Before he could continue, she poked him with her forefinger. “You sound just like Ray.”
“He kept you level.”
“Oh, please.”
“He did. I think men balance women and women direct men but, hey, I’m an old sexist. But don’t jump to conclusions. Obviously, I didn’t know Hope as well as you or Shaker knew her. But since I’m a member of the Thoroughbred Retirement Foundation, I did talk to her now and again, and she seemed perfectly fine. Honey, people sometimes lead secret lives.”
“Like what? I can’t imagine Hope having a secret that big. I know just about everyone that Hope knew in central Virginia anyway. Never a whiff of anything off-key. What kind of secret could she have had that we wouldn’t have known or suspected?”
“Sexual perversion. Remember—oh, it must be ten years ago—when they found that Member of Parliament in London who had asphyxiated himself while masturbating? He put a plastic bag over his head to heighten the sensation and I guess it must have been pretty much of a blowout, because he didn’t get the bag off in time. People do strange things.”
“Somehow I can’t feature Hope Rogers as one who skates near asphyxiation while masturbating,” she replied dryly.
“You know what I’m driving at. Don’t be contrary.” He was an old friend and spoke directly. “She might have had some condition of which no one was aware, some medical problem, or she could have been on medication for, say, mild depression and the medication went haywire. Stranger things have happened.”
“Yes, I agree there, but I can’t find a thread that leads me to Hope’s death.”
“Did she ever have lawsuits brought against her for malpractice?” “No. Well, not that I heard of, and I think I’d know.”

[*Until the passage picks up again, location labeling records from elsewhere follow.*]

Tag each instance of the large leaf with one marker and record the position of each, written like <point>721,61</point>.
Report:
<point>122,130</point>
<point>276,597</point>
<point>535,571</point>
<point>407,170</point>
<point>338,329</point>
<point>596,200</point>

“Ever cross another vet? Or maybe she was engaged in a research project with commercial application. You know, like an injection to halt the progress of navicular.”
He named a degenerative disease in a horse’s hoof, often with multiple causes. The navicular bone rests on the back of the coffin joint. Oddly enough, for the condition is still poorly understood, the lameness almost always occurs in the front feet. Whoever solves the problems with navicular deserves the Nobel Prize.
“She’d be given samples of products. She’d give us some, but I don’t think she was ever involved in a research project gone sour. She would have told us. Hope was usually forthcoming. She’d developed an interest in bourbon, partly because of her Japanese clients. This was a new thing—well, new to me. But I can’t see where that would lead to peculiarity or perversion.” She paused. “I’m going to miss her terribly.”
“The divorce?”
“That’s where everyone headed, and I know Sheriff Sidell questioned her not-yet-ex-husband first. But no charges have been pressed.”
Barry put down his fork. “That’s not to say they won’t be in the future if Ben Sidell finds more evidence against the husband.”
“Paul does seem to be the most likely possibility.”
“It could be something from her past that set her off. Perhaps she had a child out of wedlock when she was a teenager. The child finds her. As I said, strange things provoke people to commit strange deeds. In time, it will come out. It almost always does.”